Heidi Maria Glössner: Sie möchte es öffentlich machen und sie sagt ja auch: "Ich will, dass man Menschen wie mich nicht verurteilt."

Sebastian Juen: Man erfährt wenig von der Vorgeschichte von Frau Gärtner. Hast du im Probenprozess mehr über ihre Motivation für dich entschlüsseln können?

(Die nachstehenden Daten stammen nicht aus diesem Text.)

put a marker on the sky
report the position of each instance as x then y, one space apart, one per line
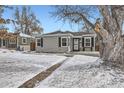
48 23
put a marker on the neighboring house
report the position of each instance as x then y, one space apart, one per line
65 42
18 41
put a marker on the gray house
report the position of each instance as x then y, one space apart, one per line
65 42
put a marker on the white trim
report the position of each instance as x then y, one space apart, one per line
86 42
66 41
25 40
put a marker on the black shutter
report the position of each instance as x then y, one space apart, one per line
0 42
92 41
83 42
41 42
59 41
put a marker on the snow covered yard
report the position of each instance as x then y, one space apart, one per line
17 67
84 71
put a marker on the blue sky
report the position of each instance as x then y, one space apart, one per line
48 23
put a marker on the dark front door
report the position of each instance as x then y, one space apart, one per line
76 44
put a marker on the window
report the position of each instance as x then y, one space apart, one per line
12 41
40 42
24 40
4 42
87 42
64 41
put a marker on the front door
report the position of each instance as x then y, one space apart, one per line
0 42
76 44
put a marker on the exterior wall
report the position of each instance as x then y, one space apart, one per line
24 47
51 44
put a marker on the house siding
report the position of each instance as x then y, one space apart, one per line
51 44
26 46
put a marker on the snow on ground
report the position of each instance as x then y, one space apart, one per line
84 71
17 67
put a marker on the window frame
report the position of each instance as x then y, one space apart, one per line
39 42
62 41
11 42
25 40
85 42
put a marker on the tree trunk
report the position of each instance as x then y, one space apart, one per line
111 50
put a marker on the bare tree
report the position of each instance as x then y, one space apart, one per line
107 23
26 21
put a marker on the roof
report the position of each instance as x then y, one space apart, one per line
69 32
25 35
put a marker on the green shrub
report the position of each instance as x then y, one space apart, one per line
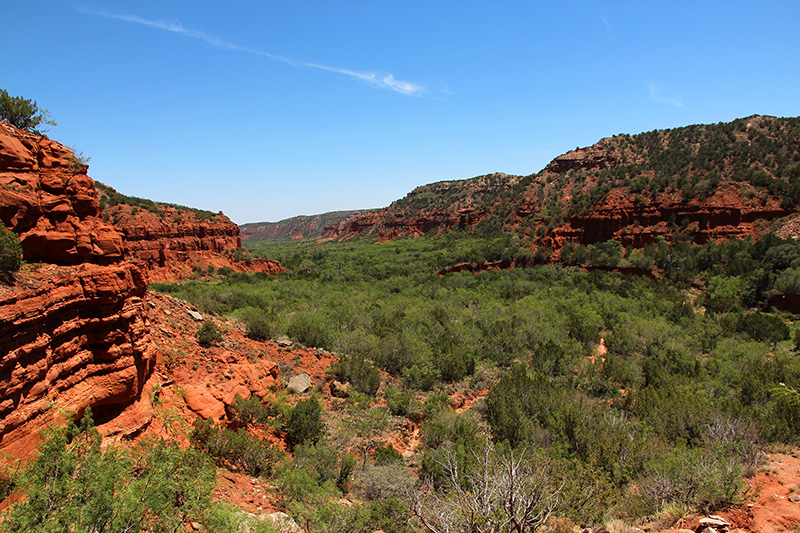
306 329
357 371
260 324
230 447
304 424
23 113
10 253
251 410
75 485
385 455
208 334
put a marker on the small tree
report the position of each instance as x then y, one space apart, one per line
10 253
23 113
304 424
209 334
504 492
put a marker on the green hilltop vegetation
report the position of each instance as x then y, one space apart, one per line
110 198
594 397
303 226
699 377
758 155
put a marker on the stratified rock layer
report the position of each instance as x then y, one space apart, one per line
75 339
52 204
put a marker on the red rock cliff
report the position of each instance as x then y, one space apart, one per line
71 337
47 198
73 328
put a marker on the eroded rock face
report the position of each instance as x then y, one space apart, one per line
724 215
169 242
71 337
48 199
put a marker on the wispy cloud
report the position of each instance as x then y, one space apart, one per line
380 80
657 96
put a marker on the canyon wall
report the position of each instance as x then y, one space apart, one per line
73 325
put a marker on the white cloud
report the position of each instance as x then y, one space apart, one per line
376 79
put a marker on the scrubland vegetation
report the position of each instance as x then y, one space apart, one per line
602 396
626 395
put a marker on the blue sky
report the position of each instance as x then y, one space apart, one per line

Heidi Maria Glössner: Ich kann ihre Motivation vollkommen verstehen, ich habe ja auch bereits die amerikanische Schriftstellerin Joan Didion gespielt und da ging es auch darum, dass sie nicht von ihrem Mann Abschied nehmen kann. Ihr Hirn weiss, dass der Mann tot ist, aber gleichzeitig kann sie beispielsweise seine Schuhe nicht weggeben. Dieses Leben zwischen den Welten geht vielen Menschen so. Und Frau Gärtner sieht es meiner Meinung nach genauso. Sie sagt, dass sie nichts mehr freuen kann, kein Buch, keine Reise, nichts, seit ihr geliebter Mensch nicht mehr Teil ihres Lebens ist.

Sebastian Juen: Hat sich deine eigene Sicht auf das Leben verändert durch diese Rolle?

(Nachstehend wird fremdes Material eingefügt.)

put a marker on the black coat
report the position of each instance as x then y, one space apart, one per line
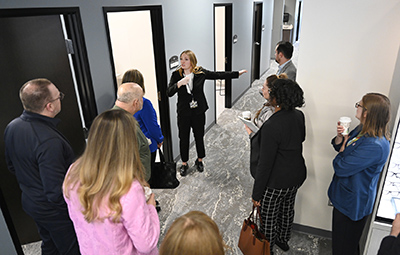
276 157
184 98
39 155
390 245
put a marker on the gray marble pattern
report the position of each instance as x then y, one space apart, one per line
223 190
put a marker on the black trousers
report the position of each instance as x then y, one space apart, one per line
196 122
346 234
58 235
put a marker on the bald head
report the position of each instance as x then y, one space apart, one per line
130 97
34 94
129 91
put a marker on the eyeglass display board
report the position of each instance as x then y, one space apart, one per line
389 189
390 194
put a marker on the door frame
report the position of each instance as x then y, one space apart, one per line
228 51
160 67
256 40
80 60
73 24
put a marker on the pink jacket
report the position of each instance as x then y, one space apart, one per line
137 233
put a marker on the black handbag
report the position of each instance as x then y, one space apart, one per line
163 176
251 240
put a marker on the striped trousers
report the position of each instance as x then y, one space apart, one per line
277 214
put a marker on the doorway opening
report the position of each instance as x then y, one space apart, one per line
125 25
223 55
257 30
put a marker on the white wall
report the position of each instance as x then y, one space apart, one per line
348 48
132 46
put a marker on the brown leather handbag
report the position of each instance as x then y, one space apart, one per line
251 240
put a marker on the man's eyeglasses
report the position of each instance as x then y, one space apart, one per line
61 97
358 105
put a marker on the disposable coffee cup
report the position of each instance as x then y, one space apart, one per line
246 115
147 192
345 122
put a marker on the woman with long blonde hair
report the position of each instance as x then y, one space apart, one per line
357 168
194 233
104 191
188 81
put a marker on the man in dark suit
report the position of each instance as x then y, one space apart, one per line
39 156
283 55
390 245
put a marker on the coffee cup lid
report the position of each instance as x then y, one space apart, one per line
345 119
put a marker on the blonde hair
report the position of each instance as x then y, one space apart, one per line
193 61
108 166
270 79
376 122
193 234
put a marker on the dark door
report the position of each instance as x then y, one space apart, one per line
257 26
33 47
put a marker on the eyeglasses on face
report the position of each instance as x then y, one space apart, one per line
359 105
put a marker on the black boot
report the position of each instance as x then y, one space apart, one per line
199 165
183 169
284 246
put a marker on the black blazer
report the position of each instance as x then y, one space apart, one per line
184 98
276 157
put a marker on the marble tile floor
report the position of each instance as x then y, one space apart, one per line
223 190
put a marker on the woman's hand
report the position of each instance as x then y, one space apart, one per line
396 226
152 200
185 80
242 72
346 137
256 203
248 129
339 131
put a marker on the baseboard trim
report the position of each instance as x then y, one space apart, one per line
313 231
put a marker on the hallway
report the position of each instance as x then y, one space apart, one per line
223 190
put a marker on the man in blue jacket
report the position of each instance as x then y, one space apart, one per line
39 156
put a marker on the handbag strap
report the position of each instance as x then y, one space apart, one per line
162 159
258 214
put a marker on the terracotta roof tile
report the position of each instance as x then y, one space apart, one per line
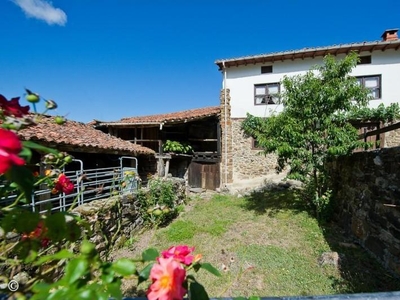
310 52
186 115
82 137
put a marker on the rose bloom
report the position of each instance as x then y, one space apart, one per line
180 253
10 147
167 276
63 184
12 107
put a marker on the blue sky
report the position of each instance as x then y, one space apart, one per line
108 59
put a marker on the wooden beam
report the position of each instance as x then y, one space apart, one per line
379 131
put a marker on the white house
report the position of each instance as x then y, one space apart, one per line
251 82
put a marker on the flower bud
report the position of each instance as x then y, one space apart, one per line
50 104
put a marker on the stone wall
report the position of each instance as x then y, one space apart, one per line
392 138
248 162
367 195
226 138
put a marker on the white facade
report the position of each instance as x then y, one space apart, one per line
241 80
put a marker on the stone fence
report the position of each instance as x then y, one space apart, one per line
367 195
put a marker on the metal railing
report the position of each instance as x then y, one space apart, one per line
89 185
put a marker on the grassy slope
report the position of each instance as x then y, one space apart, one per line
266 245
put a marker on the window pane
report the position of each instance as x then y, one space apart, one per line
374 93
260 90
260 100
371 82
273 89
274 99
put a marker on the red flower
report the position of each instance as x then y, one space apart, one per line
63 184
10 147
12 107
167 276
180 253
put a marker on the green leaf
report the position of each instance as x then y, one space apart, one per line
124 266
75 269
22 220
62 254
27 221
23 178
211 269
87 294
150 254
41 287
145 273
32 254
57 228
114 289
26 154
197 292
33 145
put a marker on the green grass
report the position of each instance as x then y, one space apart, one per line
267 244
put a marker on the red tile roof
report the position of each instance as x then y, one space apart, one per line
307 53
78 136
175 117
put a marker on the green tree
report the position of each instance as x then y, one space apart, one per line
314 124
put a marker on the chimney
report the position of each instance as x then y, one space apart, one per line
390 35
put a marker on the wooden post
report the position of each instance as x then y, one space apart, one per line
43 169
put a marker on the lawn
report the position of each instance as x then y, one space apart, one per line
266 244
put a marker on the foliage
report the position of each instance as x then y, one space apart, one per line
381 113
314 124
53 246
159 203
177 147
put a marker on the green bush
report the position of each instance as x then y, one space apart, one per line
160 202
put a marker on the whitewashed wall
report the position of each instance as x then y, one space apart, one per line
241 80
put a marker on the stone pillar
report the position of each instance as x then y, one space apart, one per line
226 138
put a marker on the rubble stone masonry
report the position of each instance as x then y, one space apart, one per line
366 188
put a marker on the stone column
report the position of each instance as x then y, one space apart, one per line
226 138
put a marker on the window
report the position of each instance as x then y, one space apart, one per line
266 93
266 69
254 144
364 60
373 83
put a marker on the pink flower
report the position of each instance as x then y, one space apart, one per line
12 107
63 184
167 276
180 253
10 147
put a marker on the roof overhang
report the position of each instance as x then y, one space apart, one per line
307 53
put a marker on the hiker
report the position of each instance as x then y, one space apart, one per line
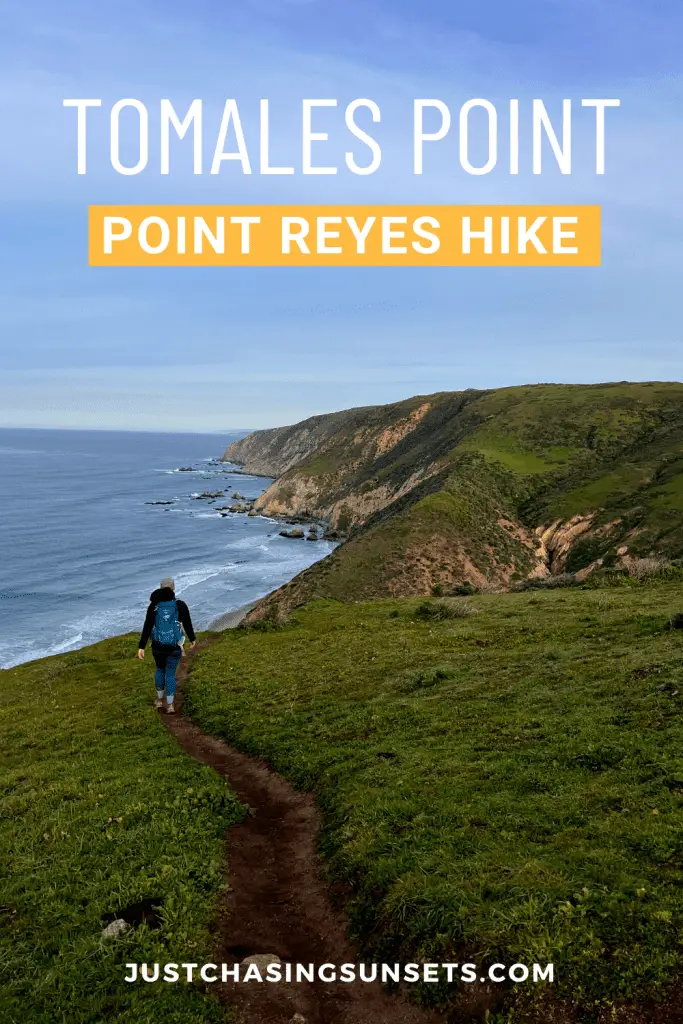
166 620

Heidi Maria Glössner: Ich habe in letzter Zeit so viele Interviews gegeben zu meinem 80. Geburtstag, und dabei reflektiert. Ich habe ein so spannendes und vielfältiges Leben gelebt, dass ich denke; es kann gar nicht mehr so viel Aufregendes kommen, ausser natürlich spannende Theaterstücke. Ich fühle mich schon privilegiert. Ich darf mich weiterhin mit Figuren auf der Bühne auseinandersetzen. Ich bin gesund und hatte keine grossen Krankheiten, ausser dass mich mal ein Auto umgefahren hat (lacht). Aber im Vergleich zu anderen Problemen sind das Kinkerlitzchen. Ich freue mich einfach, dass ich weiterhin auf der Bühne stehen darf. So mache ich mir selbst eine Freude und mit so tollen Stücken auch den Zusehenden.

Sebastian Juen: Heidi, herzlichen Dank für dieses Gespräch, wir freuen uns, dich in St.Gallen zu haben.